A tendência de maior sustentabilidade na mobilidade verificava-se já antes da pandemia, mas as restrições e as alterações à vida urbana causadas pela Covid-19 aceleraram este fenómeno, assim como a agenda da Comissão Europeia de transformação para uma economia ambientalmente responsável. A EY-Parthenon abordou este assunto no estudo do seu grupo de trabalho Future of Mobility e, ressalvando o impacto positivo de vários projetos previstos no Plano de Recuperação e Resiliência (PRR) nacional, defende medidas mais profundas e abrangentes, tanto ao nível fiscal como da organização das cidades.

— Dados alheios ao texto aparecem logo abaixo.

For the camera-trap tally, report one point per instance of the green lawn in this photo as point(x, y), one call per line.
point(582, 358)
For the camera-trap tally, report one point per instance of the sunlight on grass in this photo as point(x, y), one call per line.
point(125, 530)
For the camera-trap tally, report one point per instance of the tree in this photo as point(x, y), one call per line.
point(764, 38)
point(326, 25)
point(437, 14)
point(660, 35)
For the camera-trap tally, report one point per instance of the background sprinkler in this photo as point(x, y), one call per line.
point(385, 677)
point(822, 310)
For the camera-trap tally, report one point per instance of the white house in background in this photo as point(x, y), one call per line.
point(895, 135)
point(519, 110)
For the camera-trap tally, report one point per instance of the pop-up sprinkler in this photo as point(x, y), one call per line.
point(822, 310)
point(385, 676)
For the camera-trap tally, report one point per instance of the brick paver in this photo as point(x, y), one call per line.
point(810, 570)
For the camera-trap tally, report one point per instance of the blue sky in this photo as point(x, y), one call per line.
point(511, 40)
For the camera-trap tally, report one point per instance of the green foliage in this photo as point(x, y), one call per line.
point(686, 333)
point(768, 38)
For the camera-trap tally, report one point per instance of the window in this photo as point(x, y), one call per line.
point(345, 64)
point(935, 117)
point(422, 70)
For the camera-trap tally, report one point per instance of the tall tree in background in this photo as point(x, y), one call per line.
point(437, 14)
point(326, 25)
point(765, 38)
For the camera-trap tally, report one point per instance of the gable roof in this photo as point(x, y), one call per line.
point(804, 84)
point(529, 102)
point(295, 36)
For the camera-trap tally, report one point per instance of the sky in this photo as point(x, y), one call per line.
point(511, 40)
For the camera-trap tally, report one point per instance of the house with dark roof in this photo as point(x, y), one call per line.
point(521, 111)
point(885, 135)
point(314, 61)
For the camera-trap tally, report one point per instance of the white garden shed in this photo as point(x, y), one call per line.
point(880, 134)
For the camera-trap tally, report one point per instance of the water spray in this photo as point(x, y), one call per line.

Apesar da adoção crescente de soluções de mobilidade suave e do crescimento do mercado de automóveis elétricos na Europa, a pandemia veio, como na grande generalidade dos sectores, alterar a trajetória deste fenómeno. Por um lado, a necessidade de deslocação caiu a pique, ao mesmo tempo que os transportes públicos se tornaram num foco de preocupação, pela possibilidade de contágios. Por outro, o objetivo de neutralidade carbónica e transição energética foi tornado mais difícil pela queda recente da economia europeia, que dificulta os investimentos necessários para esta agenda.
Parte da resposta a esta quebra económica passará, no entanto, pela transição energética, com o PRR apresentado pela Comissão Europeia a colocá-la como um dos motores da economia do futuro pós-pandemia. Miguel Cardoso Pinto, líder da EY-Parthenon, realça, em declarações ao JE, que o propósito de dissociar o crescimento económico da exploração de recursos naturais obrigará a uma coordenação entre todos os Estados-membros e ao fomento do papel do sector privado.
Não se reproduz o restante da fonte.